Maverick's third illusoriness argument relates to the fact that the Arbitration Clause is unilateral, i.e. one in which Consigli alone has the option to choose litigation or arbitration and in which Maverick is required to submit to Consigli's election. Maine law has not yet definitively addressed the validity of unilateral arbitration clauses. Such clauses are viewed by some courts with disfavor. See e.g. DiMercurio v. Sphere Drake Ins., 202 F.3d 71, 81 (1st Cir.2000) (“We adhere to our view that one-sided agreements to arbitrate are not favored.”) Despite this, however, the Court thinks it unlikely that Maine will hold that such clauses are generally void for lack of mutuality or consideration.
The Plaintiff cites Snow v. BE & K Constr., Co., 126 F.Supp.2d 5, 15 (D.Me.2001) for the proposition that “ ‘an illusory promise is not consideration,’ ” and relies on Millien v. Colby College, 874 A.2d 397, 402 (2005), for the proposition that a “purported promise to arbitrate that does not actually require binding arbitration is illusory under Maine law.” (Plaintiff's Opposition at 8). But both Snow and Millien involved handbooks containing clauses that reserved the right to change the handbooks' terms unilaterally and without notice. It was because of these reservation clauses that the courts found that the handbooks did not constitute enforceable contracts. Unlike the handbooks in Snow and Millien, the Subcontract contains no clause that would allow Consigli to change or modify the Subcontract unilaterally and without notice.
Snow involved an employee who was suing her former employer for sexual harassment. The employer sought to compel arbitration based on a provision contained in an Employee Solution Program booklet which required arbitration of employment disputes. The defendant argued that the booklet constituted a contract and that the plaintiff accepted the terms of the contract by continuing to work for the company. The booklet also contained a clause which stated:
This document in no way effects [sic] any other terms or the nature of your employment, and it is in not an employment agreement. The Company reserves the right to modify or discontinue this program at any time.
Id. at 13. Because the Company could unilaterally discontinue the Employee Solution Program at any time, its promise was illusory, and it therefore could not constitute consideration. Id. 14–16.
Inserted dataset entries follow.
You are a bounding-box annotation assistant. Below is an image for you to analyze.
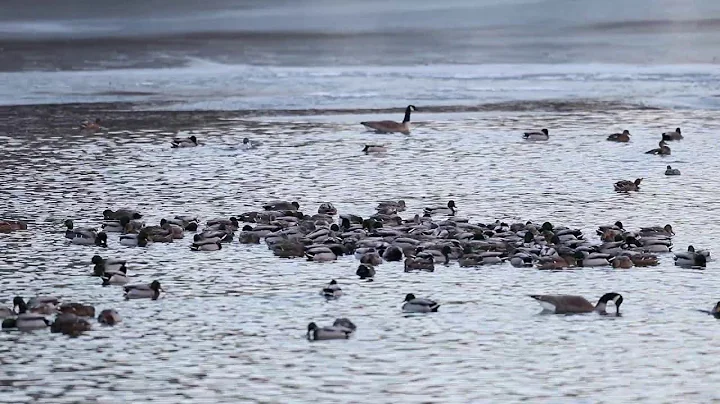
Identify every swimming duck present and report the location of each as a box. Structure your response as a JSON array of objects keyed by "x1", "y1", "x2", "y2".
[
  {"x1": 120, "y1": 230, "x2": 148, "y2": 247},
  {"x1": 320, "y1": 279, "x2": 342, "y2": 299},
  {"x1": 124, "y1": 281, "x2": 162, "y2": 300},
  {"x1": 2, "y1": 313, "x2": 50, "y2": 331},
  {"x1": 170, "y1": 135, "x2": 198, "y2": 149},
  {"x1": 614, "y1": 178, "x2": 643, "y2": 192},
  {"x1": 58, "y1": 303, "x2": 95, "y2": 317},
  {"x1": 523, "y1": 129, "x2": 550, "y2": 141},
  {"x1": 360, "y1": 105, "x2": 417, "y2": 135},
  {"x1": 530, "y1": 292, "x2": 623, "y2": 314},
  {"x1": 402, "y1": 293, "x2": 440, "y2": 313},
  {"x1": 50, "y1": 313, "x2": 91, "y2": 337},
  {"x1": 0, "y1": 220, "x2": 27, "y2": 233},
  {"x1": 98, "y1": 309, "x2": 122, "y2": 325},
  {"x1": 423, "y1": 200, "x2": 457, "y2": 216},
  {"x1": 662, "y1": 128, "x2": 683, "y2": 142},
  {"x1": 645, "y1": 140, "x2": 671, "y2": 156},
  {"x1": 190, "y1": 234, "x2": 222, "y2": 251},
  {"x1": 608, "y1": 129, "x2": 630, "y2": 143},
  {"x1": 355, "y1": 264, "x2": 375, "y2": 280},
  {"x1": 363, "y1": 144, "x2": 387, "y2": 154},
  {"x1": 307, "y1": 322, "x2": 353, "y2": 341}
]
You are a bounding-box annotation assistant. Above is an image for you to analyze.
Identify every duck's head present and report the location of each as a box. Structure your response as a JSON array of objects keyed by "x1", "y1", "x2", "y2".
[{"x1": 663, "y1": 224, "x2": 675, "y2": 236}]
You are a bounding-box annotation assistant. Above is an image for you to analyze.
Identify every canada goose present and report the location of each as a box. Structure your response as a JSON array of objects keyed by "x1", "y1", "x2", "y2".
[
  {"x1": 523, "y1": 129, "x2": 550, "y2": 141},
  {"x1": 98, "y1": 309, "x2": 122, "y2": 325},
  {"x1": 50, "y1": 313, "x2": 91, "y2": 337},
  {"x1": 170, "y1": 135, "x2": 198, "y2": 149},
  {"x1": 124, "y1": 281, "x2": 163, "y2": 300},
  {"x1": 608, "y1": 129, "x2": 630, "y2": 143},
  {"x1": 320, "y1": 279, "x2": 342, "y2": 299},
  {"x1": 645, "y1": 140, "x2": 671, "y2": 156},
  {"x1": 363, "y1": 144, "x2": 387, "y2": 154},
  {"x1": 614, "y1": 178, "x2": 643, "y2": 192},
  {"x1": 307, "y1": 322, "x2": 353, "y2": 341},
  {"x1": 423, "y1": 200, "x2": 457, "y2": 216},
  {"x1": 355, "y1": 264, "x2": 375, "y2": 280},
  {"x1": 402, "y1": 293, "x2": 440, "y2": 313},
  {"x1": 530, "y1": 292, "x2": 623, "y2": 314},
  {"x1": 662, "y1": 128, "x2": 683, "y2": 142},
  {"x1": 360, "y1": 105, "x2": 417, "y2": 135}
]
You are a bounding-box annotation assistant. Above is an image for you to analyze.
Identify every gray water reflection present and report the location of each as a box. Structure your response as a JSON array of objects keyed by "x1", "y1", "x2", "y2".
[{"x1": 0, "y1": 111, "x2": 720, "y2": 403}]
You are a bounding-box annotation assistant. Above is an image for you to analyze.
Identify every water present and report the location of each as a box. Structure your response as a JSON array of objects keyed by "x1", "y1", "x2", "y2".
[
  {"x1": 0, "y1": 110, "x2": 720, "y2": 403},
  {"x1": 0, "y1": 0, "x2": 720, "y2": 403}
]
Millien did not involve an arbitration clause at all. Millien was a student at Colby College who was accused of sexual assault of another student. The Dean's Hearing Board exonerated Millien, but that decision was overturned by an Appeals Board. Millien argued that because the Student Handbook did not contemplate an appeal from the Dean's Hearing Board to the Appeals Board, Colby breached its agreement with Millien by allowing the appeal. The Law Court, looking at a provision in the Student Handbook which reserved to Colby the right to make any changes at any time to the handbook without prior notice, found that the student handbook was not a binding contract or the exclusive source of the terms of the parties' agreement.
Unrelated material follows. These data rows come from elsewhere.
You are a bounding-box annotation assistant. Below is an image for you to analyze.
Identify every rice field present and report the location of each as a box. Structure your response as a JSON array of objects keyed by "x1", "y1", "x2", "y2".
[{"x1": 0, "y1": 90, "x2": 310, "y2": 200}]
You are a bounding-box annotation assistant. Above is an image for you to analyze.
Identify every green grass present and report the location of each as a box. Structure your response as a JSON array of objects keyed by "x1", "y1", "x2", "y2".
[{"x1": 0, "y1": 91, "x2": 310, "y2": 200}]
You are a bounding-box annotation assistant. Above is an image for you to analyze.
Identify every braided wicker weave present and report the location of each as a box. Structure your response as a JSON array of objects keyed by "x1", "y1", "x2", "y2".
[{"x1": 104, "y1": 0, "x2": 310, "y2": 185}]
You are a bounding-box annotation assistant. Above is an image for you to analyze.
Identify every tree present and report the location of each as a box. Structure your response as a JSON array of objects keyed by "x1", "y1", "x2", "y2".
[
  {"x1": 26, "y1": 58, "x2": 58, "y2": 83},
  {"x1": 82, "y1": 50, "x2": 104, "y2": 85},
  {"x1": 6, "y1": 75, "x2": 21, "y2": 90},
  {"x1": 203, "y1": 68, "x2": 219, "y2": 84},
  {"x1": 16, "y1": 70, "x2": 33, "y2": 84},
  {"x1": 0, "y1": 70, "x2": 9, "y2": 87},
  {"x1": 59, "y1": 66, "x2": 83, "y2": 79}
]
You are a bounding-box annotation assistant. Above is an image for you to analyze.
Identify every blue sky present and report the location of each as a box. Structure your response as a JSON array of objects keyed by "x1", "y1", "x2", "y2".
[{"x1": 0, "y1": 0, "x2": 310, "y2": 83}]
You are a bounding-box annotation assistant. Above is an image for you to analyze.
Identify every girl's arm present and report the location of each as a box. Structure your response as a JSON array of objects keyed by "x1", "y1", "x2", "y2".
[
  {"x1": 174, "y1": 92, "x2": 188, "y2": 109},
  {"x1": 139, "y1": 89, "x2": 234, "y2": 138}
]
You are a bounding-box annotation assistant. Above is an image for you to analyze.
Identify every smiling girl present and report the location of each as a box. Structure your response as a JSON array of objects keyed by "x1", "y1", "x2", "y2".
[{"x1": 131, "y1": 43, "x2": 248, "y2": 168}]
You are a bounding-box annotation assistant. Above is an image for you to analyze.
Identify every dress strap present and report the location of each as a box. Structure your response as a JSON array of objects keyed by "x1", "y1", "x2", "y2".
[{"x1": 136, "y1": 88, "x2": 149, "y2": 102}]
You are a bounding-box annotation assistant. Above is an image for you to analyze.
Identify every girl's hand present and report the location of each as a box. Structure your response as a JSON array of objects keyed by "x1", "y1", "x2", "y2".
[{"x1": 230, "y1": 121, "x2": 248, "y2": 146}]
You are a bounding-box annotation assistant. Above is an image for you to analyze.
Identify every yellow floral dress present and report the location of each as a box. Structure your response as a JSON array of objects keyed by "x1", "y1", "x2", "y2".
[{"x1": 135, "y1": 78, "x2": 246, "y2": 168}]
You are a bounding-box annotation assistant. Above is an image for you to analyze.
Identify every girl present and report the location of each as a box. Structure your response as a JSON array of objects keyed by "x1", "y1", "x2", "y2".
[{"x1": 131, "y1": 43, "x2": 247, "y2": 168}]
Maverick also relies on Holm Development, a case decided under Arizona law. This case held that an arbitration clause had to be separated from the rest of the contract, and mutuality of obligation of the arbitration clause, i.e. a requirement that both parties be bound to arbitrate in the same manner, was necessary. Holm Development, 795 P.2d at 1312. Without mutuality, the Holm Development court concluded, the clause lacked consideration and was not enforceable. Id. at 1313.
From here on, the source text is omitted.